João Nabais est un nom incontournable dans la profession d'avocat au Portugal et a pris la défense de Patrick Martins, fondateur de Green Swallow et président de l'ACCIP - Association des commerçants de chanvre industriel du Portugal, en procédure dans laquelle le défendeur a été constitué pour le « crime de trafic de drogue ». Patrick vendait dans sa boutique des produits dérivés du chanvre industriel, avec moins de 0,2% de THC. L'affaire a été classée car « il n'y avait pas suffisamment d'indices qu'un crime avait été commis » et le ministère public n'a pas fait appel de la décision d'instruction du juge du tribunal d'instruction criminelle, Carlos Alexandre.
Né en 1955, João Nabais a travaillé sur certaines des affaires les plus médiatisées de la justice portugaise, dont l'affaire FP-25 ou l'effondrement du pont Hintze Ribeiro. Il a été président de DECO — Association portugaise pour la protection des consommateurs — et a fondé, en 1993, le cabinet d'avocats João Nabais et Associés, avec des bureaux à Lisbonne, Porto et Algarve. Il participe également occasionnellement en tant que commentateur à des programmes télévisés, étant ainsi largement reconnu par le public portugais.
Nous avons échangé avec João Nabais pour mieux comprendre ce que représente cette décision d'instruction, déterminée par le juge Carlos Alexandre à Patrick Martins.
Que représente le classement de cette affaire, étant donné que le chanvre est une question qui a suscité beaucoup de polémiques ?
Cette décision revêt une importance énorme, non seulement pour notre client, mais aussi pour le secteur du chanvre industriel, car elle constitue une première appréciation, à notre connaissance, par un juge d'instruction du Tribunal central d'instruction criminelle de Lisbonne sur la licéité du commerce de ces produits au Portugal. En fait, la décision est absolument claire et va au-delà des questions de procédure soulevées dans la demande d'ouverture d'enquête, se prononçant dans le sens de considérer que la législation communautaire est pleinement acceptée au Portugal et, en tant que telle, doit être respectée .
À votre avis, cela crée-t-il un précédent?

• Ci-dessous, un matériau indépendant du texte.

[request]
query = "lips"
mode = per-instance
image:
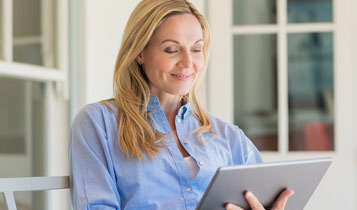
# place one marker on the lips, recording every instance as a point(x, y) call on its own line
point(181, 76)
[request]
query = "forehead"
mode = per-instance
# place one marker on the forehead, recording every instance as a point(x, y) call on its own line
point(182, 28)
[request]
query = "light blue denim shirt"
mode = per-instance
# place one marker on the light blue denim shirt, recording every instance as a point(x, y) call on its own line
point(102, 178)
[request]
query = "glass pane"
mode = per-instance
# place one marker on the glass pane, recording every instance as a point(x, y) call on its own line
point(34, 35)
point(22, 135)
point(252, 12)
point(304, 11)
point(255, 88)
point(311, 91)
point(1, 31)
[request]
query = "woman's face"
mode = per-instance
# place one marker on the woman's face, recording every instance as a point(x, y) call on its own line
point(174, 57)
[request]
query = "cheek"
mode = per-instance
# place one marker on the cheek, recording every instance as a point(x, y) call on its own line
point(199, 62)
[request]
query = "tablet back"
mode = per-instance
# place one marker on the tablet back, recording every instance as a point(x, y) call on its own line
point(266, 181)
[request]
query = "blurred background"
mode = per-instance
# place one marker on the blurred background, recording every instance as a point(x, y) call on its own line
point(285, 71)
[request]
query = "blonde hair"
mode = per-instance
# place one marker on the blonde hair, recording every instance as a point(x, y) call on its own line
point(136, 134)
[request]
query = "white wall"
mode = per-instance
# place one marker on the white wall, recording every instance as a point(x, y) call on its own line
point(104, 23)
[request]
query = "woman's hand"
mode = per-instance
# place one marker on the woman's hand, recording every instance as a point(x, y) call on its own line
point(256, 205)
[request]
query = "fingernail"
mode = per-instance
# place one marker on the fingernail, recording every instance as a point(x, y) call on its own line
point(248, 194)
point(229, 206)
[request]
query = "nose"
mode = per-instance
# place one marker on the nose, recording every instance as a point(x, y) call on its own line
point(185, 60)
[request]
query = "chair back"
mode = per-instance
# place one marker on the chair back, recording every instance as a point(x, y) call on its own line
point(10, 185)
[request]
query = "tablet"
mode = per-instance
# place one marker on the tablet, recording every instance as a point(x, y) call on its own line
point(266, 181)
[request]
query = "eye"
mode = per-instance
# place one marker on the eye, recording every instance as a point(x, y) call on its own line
point(197, 49)
point(171, 50)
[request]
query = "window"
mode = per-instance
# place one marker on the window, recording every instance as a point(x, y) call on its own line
point(283, 65)
point(33, 78)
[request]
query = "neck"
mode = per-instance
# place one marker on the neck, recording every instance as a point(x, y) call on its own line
point(170, 105)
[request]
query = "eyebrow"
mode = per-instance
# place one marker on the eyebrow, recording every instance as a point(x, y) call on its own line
point(177, 42)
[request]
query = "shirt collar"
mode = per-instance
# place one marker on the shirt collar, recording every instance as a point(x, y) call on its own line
point(154, 104)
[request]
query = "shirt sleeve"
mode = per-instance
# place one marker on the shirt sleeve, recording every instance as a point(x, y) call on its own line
point(243, 149)
point(92, 176)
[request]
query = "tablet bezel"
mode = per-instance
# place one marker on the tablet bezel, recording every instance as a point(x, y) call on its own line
point(266, 181)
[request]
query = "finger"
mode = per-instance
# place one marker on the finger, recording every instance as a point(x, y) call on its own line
point(231, 206)
point(253, 201)
point(283, 198)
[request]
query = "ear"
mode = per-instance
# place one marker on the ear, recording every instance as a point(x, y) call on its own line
point(140, 58)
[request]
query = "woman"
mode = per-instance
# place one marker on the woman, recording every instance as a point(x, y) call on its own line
point(154, 146)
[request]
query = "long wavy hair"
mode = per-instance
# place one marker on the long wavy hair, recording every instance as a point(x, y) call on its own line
point(136, 133)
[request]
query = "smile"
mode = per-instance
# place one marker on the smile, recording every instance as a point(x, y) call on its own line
point(182, 77)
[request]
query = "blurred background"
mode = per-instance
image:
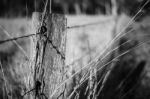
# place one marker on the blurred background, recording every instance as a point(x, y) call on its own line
point(110, 17)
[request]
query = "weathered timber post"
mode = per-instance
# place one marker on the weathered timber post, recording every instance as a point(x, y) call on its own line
point(49, 55)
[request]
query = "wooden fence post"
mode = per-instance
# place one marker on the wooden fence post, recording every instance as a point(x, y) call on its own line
point(49, 55)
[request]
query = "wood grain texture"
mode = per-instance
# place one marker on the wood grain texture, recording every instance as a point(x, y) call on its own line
point(48, 64)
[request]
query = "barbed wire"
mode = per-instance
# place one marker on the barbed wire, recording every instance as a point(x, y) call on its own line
point(69, 27)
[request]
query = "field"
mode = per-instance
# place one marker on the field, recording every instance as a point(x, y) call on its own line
point(87, 42)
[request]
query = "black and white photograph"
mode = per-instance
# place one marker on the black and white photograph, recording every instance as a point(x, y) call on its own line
point(74, 49)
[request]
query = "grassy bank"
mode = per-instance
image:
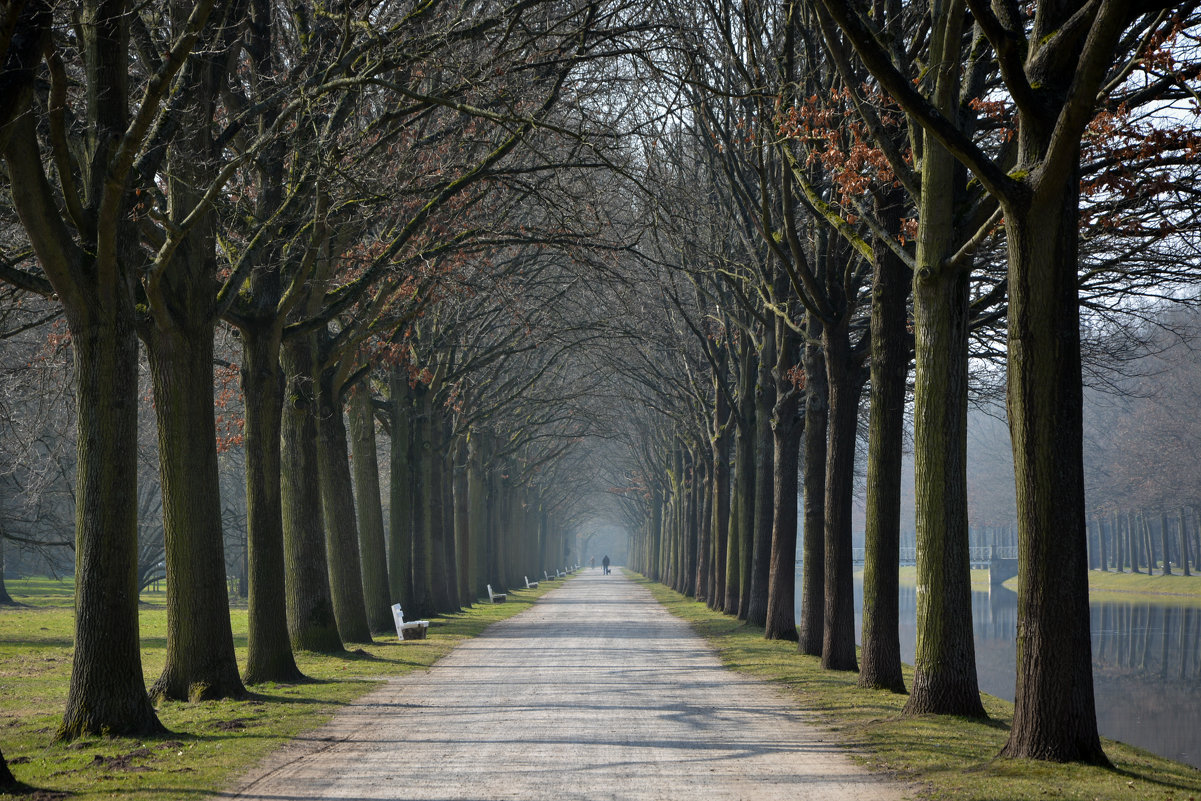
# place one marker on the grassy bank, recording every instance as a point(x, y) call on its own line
point(1107, 585)
point(945, 758)
point(210, 743)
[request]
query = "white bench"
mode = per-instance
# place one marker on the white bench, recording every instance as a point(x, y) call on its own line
point(414, 629)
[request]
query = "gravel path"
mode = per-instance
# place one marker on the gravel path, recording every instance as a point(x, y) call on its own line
point(596, 692)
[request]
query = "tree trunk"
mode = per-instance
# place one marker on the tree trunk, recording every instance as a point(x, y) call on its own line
point(199, 663)
point(370, 510)
point(268, 647)
point(1055, 716)
point(764, 480)
point(721, 506)
point(311, 622)
point(401, 490)
point(338, 510)
point(817, 399)
point(106, 695)
point(844, 387)
point(786, 429)
point(423, 602)
point(890, 366)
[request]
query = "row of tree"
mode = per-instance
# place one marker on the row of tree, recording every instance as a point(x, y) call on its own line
point(866, 184)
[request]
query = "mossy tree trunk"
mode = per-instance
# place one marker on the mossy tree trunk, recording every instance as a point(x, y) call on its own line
point(787, 428)
point(764, 479)
point(401, 490)
point(268, 647)
point(311, 621)
point(880, 667)
point(844, 384)
point(372, 550)
point(817, 399)
point(338, 510)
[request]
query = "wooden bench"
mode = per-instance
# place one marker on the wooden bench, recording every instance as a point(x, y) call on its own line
point(414, 629)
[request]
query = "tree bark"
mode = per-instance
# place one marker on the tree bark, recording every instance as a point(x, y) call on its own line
point(786, 429)
point(844, 388)
point(311, 622)
point(370, 510)
point(401, 490)
point(338, 510)
point(268, 647)
point(817, 399)
point(764, 482)
point(199, 663)
point(1055, 716)
point(880, 665)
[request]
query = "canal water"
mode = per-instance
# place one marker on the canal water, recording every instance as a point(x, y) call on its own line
point(1146, 664)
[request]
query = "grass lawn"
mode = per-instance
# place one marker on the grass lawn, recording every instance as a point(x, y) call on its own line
point(210, 743)
point(945, 758)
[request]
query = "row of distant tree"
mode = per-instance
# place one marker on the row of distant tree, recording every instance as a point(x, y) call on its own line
point(888, 205)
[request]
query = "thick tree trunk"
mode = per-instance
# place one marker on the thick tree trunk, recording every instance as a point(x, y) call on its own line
point(311, 622)
point(401, 494)
point(817, 399)
point(268, 647)
point(370, 510)
point(1055, 716)
point(106, 695)
point(786, 428)
point(199, 663)
point(338, 509)
point(844, 387)
point(764, 482)
point(880, 665)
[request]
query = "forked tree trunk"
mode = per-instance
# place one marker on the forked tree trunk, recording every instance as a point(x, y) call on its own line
point(268, 647)
point(817, 399)
point(844, 388)
point(199, 663)
point(880, 665)
point(311, 622)
point(338, 510)
point(370, 510)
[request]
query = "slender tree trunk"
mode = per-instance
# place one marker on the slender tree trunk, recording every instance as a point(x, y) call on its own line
point(844, 387)
point(370, 510)
point(311, 622)
point(338, 508)
point(890, 366)
point(817, 399)
point(1055, 716)
point(199, 663)
point(786, 429)
point(401, 491)
point(268, 647)
point(764, 482)
point(721, 504)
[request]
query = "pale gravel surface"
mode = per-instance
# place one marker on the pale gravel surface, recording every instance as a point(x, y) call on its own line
point(596, 692)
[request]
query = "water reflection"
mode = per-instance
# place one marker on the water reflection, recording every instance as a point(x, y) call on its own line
point(1146, 665)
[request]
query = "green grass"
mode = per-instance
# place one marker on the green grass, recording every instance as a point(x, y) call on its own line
point(945, 758)
point(210, 743)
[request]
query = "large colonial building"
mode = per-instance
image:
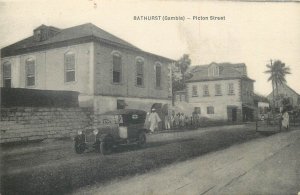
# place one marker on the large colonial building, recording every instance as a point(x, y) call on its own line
point(108, 72)
point(222, 91)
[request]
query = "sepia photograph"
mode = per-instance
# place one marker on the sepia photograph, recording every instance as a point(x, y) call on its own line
point(150, 97)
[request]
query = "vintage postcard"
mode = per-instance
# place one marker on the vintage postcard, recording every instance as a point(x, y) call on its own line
point(149, 97)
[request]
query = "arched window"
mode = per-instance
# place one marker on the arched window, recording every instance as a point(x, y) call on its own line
point(70, 67)
point(30, 72)
point(213, 70)
point(140, 72)
point(6, 70)
point(158, 75)
point(117, 67)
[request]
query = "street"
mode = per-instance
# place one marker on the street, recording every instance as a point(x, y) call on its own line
point(183, 162)
point(269, 165)
point(52, 167)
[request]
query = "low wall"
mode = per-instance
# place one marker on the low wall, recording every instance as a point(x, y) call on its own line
point(26, 124)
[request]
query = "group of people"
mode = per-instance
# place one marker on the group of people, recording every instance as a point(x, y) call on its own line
point(172, 121)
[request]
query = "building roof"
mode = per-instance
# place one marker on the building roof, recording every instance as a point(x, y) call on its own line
point(78, 34)
point(270, 96)
point(226, 71)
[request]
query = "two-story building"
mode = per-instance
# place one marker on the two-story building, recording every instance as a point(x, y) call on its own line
point(108, 72)
point(222, 91)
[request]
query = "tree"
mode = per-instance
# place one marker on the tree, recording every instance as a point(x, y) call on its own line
point(277, 72)
point(179, 73)
point(183, 64)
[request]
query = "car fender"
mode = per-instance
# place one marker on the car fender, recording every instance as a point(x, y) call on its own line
point(144, 130)
point(106, 138)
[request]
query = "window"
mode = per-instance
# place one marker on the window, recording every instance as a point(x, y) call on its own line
point(30, 72)
point(218, 90)
point(69, 67)
point(205, 90)
point(194, 90)
point(139, 72)
point(230, 89)
point(197, 110)
point(117, 68)
point(210, 110)
point(6, 68)
point(182, 98)
point(158, 76)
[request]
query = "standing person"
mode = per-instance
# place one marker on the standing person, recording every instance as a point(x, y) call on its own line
point(177, 120)
point(154, 120)
point(186, 121)
point(285, 120)
point(181, 119)
point(172, 120)
point(167, 122)
point(195, 119)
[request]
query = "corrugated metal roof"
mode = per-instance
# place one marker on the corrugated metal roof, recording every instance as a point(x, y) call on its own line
point(76, 32)
point(226, 71)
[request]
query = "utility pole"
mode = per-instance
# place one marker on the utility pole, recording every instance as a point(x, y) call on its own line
point(273, 84)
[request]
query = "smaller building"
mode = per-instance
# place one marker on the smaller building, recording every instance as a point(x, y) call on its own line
point(263, 106)
point(284, 95)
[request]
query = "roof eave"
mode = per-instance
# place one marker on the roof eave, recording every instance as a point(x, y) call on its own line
point(85, 39)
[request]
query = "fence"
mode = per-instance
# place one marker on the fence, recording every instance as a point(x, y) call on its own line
point(273, 122)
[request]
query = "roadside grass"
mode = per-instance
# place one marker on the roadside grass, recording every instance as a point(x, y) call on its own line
point(70, 175)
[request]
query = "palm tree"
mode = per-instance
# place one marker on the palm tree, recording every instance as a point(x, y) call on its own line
point(277, 72)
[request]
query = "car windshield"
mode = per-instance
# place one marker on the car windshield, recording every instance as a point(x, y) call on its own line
point(131, 119)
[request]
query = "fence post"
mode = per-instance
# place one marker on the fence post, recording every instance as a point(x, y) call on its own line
point(256, 125)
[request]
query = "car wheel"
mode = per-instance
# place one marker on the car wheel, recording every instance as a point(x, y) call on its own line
point(79, 147)
point(105, 148)
point(142, 139)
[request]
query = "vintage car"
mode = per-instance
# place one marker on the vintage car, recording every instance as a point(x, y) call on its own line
point(112, 129)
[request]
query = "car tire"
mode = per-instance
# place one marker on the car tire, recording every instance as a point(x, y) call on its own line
point(142, 139)
point(79, 147)
point(105, 148)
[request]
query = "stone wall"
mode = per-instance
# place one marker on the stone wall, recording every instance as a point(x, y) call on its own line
point(26, 124)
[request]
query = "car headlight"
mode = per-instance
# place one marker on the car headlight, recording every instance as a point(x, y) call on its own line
point(95, 132)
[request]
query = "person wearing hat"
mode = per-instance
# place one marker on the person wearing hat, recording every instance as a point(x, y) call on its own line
point(154, 120)
point(285, 119)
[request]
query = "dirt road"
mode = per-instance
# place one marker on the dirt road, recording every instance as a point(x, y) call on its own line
point(269, 165)
point(54, 168)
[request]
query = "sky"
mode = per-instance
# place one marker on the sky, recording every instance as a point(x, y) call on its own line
point(252, 32)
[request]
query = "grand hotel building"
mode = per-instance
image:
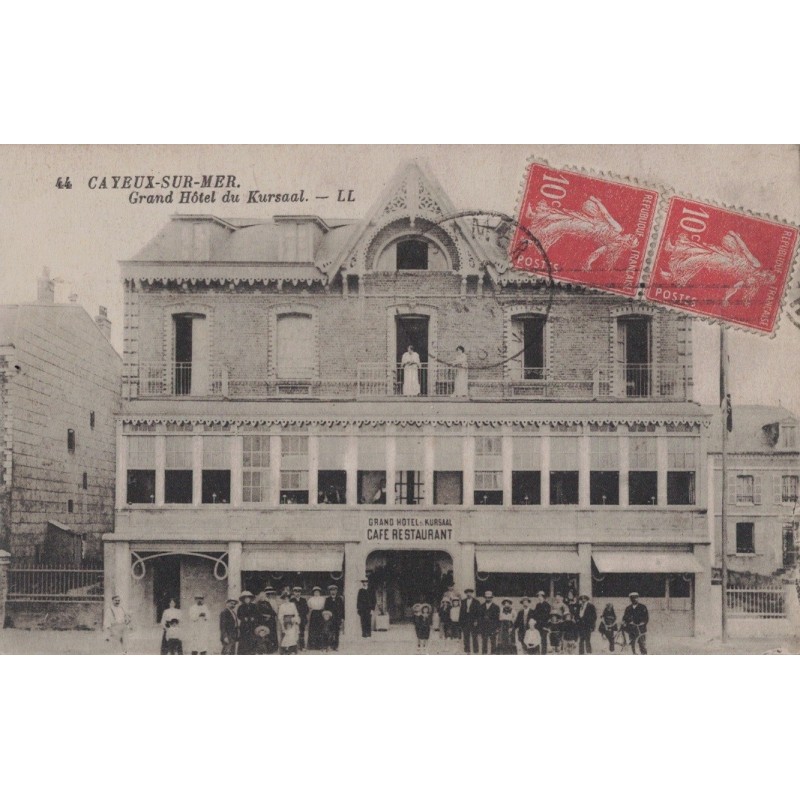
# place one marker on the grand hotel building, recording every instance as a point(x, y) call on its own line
point(265, 436)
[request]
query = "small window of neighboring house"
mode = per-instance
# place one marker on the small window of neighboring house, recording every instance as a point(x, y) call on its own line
point(745, 537)
point(786, 488)
point(746, 490)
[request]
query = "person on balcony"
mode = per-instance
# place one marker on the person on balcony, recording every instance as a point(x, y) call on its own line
point(411, 364)
point(460, 383)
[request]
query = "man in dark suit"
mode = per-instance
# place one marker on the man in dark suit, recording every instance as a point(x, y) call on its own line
point(634, 623)
point(541, 613)
point(335, 604)
point(524, 615)
point(468, 619)
point(586, 617)
point(489, 624)
point(365, 605)
point(302, 610)
point(229, 628)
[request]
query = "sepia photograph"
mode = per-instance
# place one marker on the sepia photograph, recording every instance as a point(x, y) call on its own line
point(372, 400)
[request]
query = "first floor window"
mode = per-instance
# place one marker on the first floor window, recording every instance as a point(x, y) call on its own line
point(408, 487)
point(604, 488)
point(564, 488)
point(447, 488)
point(789, 488)
point(745, 537)
point(372, 487)
point(178, 486)
point(141, 486)
point(643, 488)
point(294, 487)
point(332, 486)
point(680, 488)
point(216, 486)
point(526, 488)
point(488, 488)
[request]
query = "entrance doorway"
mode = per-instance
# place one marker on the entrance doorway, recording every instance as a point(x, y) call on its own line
point(412, 329)
point(166, 582)
point(402, 578)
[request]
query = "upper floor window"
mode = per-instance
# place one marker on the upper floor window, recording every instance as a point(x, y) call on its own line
point(295, 351)
point(634, 356)
point(529, 336)
point(412, 254)
point(190, 369)
point(789, 488)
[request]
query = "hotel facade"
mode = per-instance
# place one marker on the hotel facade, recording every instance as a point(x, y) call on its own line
point(267, 434)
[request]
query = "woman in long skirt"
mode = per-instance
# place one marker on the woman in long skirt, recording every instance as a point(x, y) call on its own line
point(248, 621)
point(316, 604)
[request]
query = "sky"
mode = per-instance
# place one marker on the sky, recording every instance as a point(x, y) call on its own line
point(80, 234)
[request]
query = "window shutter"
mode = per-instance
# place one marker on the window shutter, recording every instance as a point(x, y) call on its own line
point(757, 490)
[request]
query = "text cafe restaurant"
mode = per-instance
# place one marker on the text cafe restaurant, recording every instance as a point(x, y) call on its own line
point(268, 435)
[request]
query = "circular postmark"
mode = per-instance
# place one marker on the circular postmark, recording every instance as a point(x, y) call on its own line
point(494, 231)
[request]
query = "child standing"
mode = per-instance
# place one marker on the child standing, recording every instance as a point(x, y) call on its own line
point(172, 633)
point(291, 636)
point(422, 625)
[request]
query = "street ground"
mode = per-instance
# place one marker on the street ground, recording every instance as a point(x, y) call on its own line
point(398, 641)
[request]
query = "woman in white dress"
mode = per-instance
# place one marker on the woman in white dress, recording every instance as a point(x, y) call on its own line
point(411, 365)
point(460, 384)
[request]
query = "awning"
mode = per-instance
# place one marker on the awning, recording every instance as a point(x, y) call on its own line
point(647, 561)
point(527, 560)
point(293, 559)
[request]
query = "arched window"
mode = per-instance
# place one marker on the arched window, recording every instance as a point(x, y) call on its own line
point(295, 347)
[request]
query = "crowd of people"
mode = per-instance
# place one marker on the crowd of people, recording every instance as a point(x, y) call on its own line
point(267, 624)
point(538, 627)
point(262, 624)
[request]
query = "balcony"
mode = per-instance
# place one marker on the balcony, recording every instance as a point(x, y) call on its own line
point(379, 381)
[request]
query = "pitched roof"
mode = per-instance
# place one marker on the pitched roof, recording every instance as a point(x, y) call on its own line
point(751, 429)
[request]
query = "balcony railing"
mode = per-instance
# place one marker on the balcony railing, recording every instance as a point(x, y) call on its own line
point(381, 381)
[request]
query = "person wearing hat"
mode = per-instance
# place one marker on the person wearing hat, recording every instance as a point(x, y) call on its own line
point(229, 627)
point(365, 605)
point(117, 623)
point(586, 619)
point(334, 603)
point(506, 644)
point(469, 619)
point(316, 605)
point(489, 624)
point(199, 627)
point(524, 615)
point(634, 623)
point(302, 610)
point(541, 613)
point(249, 619)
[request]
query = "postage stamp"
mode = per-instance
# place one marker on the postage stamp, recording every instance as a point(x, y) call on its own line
point(594, 230)
point(722, 264)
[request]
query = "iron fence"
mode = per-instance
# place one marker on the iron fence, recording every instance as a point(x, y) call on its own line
point(766, 602)
point(30, 582)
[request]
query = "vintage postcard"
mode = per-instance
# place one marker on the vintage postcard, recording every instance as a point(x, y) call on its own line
point(492, 400)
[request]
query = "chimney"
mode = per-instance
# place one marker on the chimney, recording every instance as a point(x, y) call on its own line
point(45, 288)
point(103, 322)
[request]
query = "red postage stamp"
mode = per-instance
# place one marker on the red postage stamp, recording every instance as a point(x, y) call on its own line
point(722, 264)
point(594, 231)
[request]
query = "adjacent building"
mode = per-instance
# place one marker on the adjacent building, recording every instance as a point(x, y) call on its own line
point(59, 394)
point(276, 429)
point(763, 473)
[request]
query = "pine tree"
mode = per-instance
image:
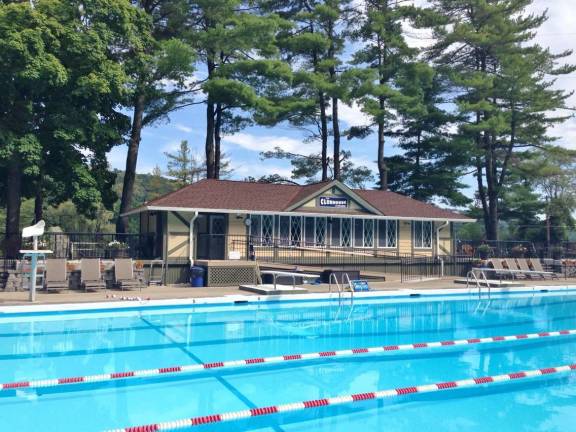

En d'autres termes, existe-t-il une jurisprudence relative à d'autres cas identiques ?
Il n'est pas possible de faire jurisprudence d'une décision d'instruction, qui ne lie que le cas concret. Cependant, il reste important pour d'autres procédures pénales, identiques à celle-ci, dans la mesure où il existe une appréciation préalable d'un tribunal sur cette même affaire, quelles que soient les vicissitudes de chaque cas particulier. Cette décision est, en outre, importante pour confirmer la conviction des autorités judiciaires portugaises que ces situations ne peuvent, purement et simplement, être réduites aux délits consacrés par la loi 15/93, du 22 janvier et la Portaria 94/96, du 26 mars, car il s'agit en fait de produits différents, très différents des stupéfiants sanctionnés par ces diplômes légaux.
D'un point de vue juridique, comment ces questions concernant le chanvre et les produits dérivés devraient-elles être traitées à l'avenir ?
Sur le plan juridique, les questions liées à la vente, à la commercialisation et à l'importation des produits dérivés du chanvre doivent être traitées et évaluées à la lumière de la réglementation européenne, déjà en vigueur, et qui, par ailleurs, définit cette espèce végétale comme une espèce agricole , introduit dans le cadre de la politique agricole commune. A ce titre, il est nécessaire que tous les acteurs judiciaires gardent à l'esprit qu'il s'agit d'une plante différente de la plante de cannabis et, à ce titre, obéissent à une réglementation spécifique, dont la culture et la vente sont autorisées et, dans cette mesure, la retirent du catalogue de produits dits stupéfiants. Pour terminer, jure condamnant, je pense qu'il serait plus facile de mettre fin à toute cette controverse si le législateur portugais était disposé à publier une loi claire et explicite qui, à la lumière de la réglementation européenne, définit et établit les règles de culture et de commercialisation des produits industriels chanvre, uniformisant ainsi la législation applicable dans ce secteur et permettant aux producteurs de concourir sur un pied d'égalité avec les autres marchés européens.
Pensez-vous que c'est possible? Que faut-il faire au Portugal pour en arriver là ?
C'est possible, en effet, c'est la voie que le secteur a promue auprès des partis politiques et des entités qui interviennent directement auprès de cette branche d'activité. Mais ce ne sera certainement pas un chemin facile et moins rapide que nous le souhaiterions.